My thoughts went something like this. If God’s desire is for us to be with Him, in a place where there is no more sorrow, no more tears, no more suffering, no more Marphan’s Syndrome, then why doesn’t He just take us home like He did with Elijah? As you get baptised, the chariots of fire come down and whisk you to heaven. Of course, some pastors, evangelists and ministers would have to remain behind to continue to work to convert people, but hey, God will take care of us.
There have times where I have re-thought this. When a friend is dealing with cancer, when a mom has to visit her son in jail, when we have to deal with authorities whose works frustrates us (whether those authorities are at work, in government, or the most frustrating type, in the church. I could go on and on, with the struggles of life, but the question remains. Why not just take 99 percent of the believers and bring them home to the purest of joy and save them from the crap we go through on earth? If the doctrine of the rapture was applicable (my college had some pro-rapture – and a lot against it) then no one should struggle, no one should go through any kind of tribulation. And there is a lot of tribulation out there in life.
This question, “why does God allow us to go through all the stuff we go through? Why doesn’t He just bring us home?” Would not that be the loving thing for God to do? To alleviate our suffering, to save us from the ravages of sin?
My answer is… His Mission.
You see, if ministry is only for pastors and missionaries, then taking the rest of us out of here is logical. We don’t need to be here, we don’t need to see churches burning in Egypt, the Sudan. We don’t need to wait for the results of CAT Scans, and colonoscopies, and angiograms. We don’t need to be there for those grieving, or those struggling with addictions or mental illness, or watching their children deal with their special needs.

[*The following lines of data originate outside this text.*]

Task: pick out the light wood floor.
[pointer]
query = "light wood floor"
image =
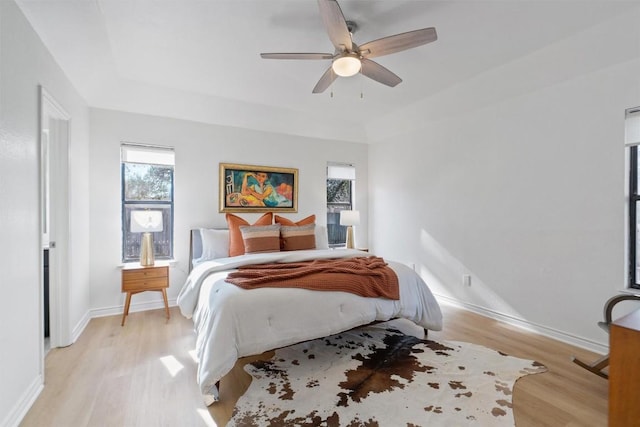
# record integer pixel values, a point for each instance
(143, 374)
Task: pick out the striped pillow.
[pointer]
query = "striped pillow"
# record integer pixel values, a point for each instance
(296, 238)
(260, 238)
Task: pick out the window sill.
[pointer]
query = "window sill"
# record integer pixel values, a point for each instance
(158, 263)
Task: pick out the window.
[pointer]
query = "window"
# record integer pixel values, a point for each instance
(632, 138)
(340, 184)
(147, 184)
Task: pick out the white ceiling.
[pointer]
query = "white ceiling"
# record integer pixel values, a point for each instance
(199, 59)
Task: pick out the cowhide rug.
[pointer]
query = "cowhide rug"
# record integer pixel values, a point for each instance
(378, 376)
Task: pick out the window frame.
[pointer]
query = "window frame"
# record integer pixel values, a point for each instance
(347, 173)
(634, 198)
(162, 204)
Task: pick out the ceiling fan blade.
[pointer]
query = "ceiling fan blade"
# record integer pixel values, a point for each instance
(398, 42)
(335, 24)
(296, 55)
(377, 72)
(325, 81)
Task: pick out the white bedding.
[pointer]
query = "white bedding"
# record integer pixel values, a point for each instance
(231, 322)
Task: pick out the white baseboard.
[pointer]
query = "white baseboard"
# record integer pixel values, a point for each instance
(16, 415)
(134, 307)
(82, 324)
(574, 340)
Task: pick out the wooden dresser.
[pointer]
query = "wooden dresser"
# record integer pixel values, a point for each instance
(624, 371)
(136, 278)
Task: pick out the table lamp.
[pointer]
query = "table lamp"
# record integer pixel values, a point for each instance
(350, 218)
(146, 222)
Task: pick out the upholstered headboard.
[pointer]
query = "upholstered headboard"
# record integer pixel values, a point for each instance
(217, 242)
(196, 247)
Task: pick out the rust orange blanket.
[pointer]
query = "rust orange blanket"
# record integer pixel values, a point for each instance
(363, 276)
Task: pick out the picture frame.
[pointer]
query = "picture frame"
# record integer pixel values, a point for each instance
(251, 188)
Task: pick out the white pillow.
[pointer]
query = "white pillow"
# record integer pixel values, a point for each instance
(322, 238)
(215, 244)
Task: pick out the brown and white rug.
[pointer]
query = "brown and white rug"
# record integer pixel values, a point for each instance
(378, 376)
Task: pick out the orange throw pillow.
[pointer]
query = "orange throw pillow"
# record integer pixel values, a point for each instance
(236, 244)
(311, 219)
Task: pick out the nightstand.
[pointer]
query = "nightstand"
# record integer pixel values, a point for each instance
(136, 279)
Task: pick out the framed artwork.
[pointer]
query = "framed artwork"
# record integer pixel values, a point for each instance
(249, 188)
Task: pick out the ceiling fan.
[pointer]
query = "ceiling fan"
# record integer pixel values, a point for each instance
(349, 58)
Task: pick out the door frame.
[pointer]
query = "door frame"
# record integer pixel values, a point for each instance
(54, 137)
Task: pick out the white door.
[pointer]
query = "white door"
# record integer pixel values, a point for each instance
(54, 165)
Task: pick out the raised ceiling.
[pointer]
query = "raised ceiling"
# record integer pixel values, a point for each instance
(199, 60)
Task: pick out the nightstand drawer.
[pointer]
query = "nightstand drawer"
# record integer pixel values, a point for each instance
(144, 273)
(139, 285)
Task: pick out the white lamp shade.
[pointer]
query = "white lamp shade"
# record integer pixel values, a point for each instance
(146, 221)
(632, 126)
(349, 218)
(346, 66)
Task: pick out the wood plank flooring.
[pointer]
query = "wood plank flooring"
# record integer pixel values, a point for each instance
(143, 374)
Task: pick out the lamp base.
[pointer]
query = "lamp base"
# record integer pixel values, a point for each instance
(147, 258)
(350, 239)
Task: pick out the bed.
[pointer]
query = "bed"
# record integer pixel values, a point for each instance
(231, 322)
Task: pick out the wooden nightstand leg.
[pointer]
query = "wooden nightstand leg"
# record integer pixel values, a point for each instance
(126, 308)
(166, 303)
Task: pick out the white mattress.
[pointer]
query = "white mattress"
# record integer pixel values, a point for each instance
(231, 322)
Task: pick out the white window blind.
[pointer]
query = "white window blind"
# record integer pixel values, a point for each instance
(132, 153)
(341, 171)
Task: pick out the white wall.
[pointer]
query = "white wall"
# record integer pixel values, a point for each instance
(199, 149)
(517, 178)
(24, 64)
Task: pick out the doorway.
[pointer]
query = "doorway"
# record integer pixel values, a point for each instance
(54, 224)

But God, as odd as this sounds, needs us all here. Yes, God needs us here.
For we are those who will minister, who will serve, whose lives are testimonies to His work. As such, they testify to His presence, in the good times and the bad, We are the ones sent out – not just the pastors and missionaries – but everyone of us, into every place we go.
God wishes everyone to be saved, and so He sends His people, He apostles us to the world… and our own little corner of it.
And the more we realize how He is with us in this endeavor, the more we realize that He is our life, the more we want people to know this…….the more God’s mission, God’s work becomes our life.
And our devotional life and our understanding of our mission, and our prayer and worship and study all coalesce, for that is who we are in Christ Jesus.
God’s sent people…..
Escriva, Josemaria (2011-01-31). Furrow (Kindle Locations 1028-1033). Scepter Publishers. Kindle Edition.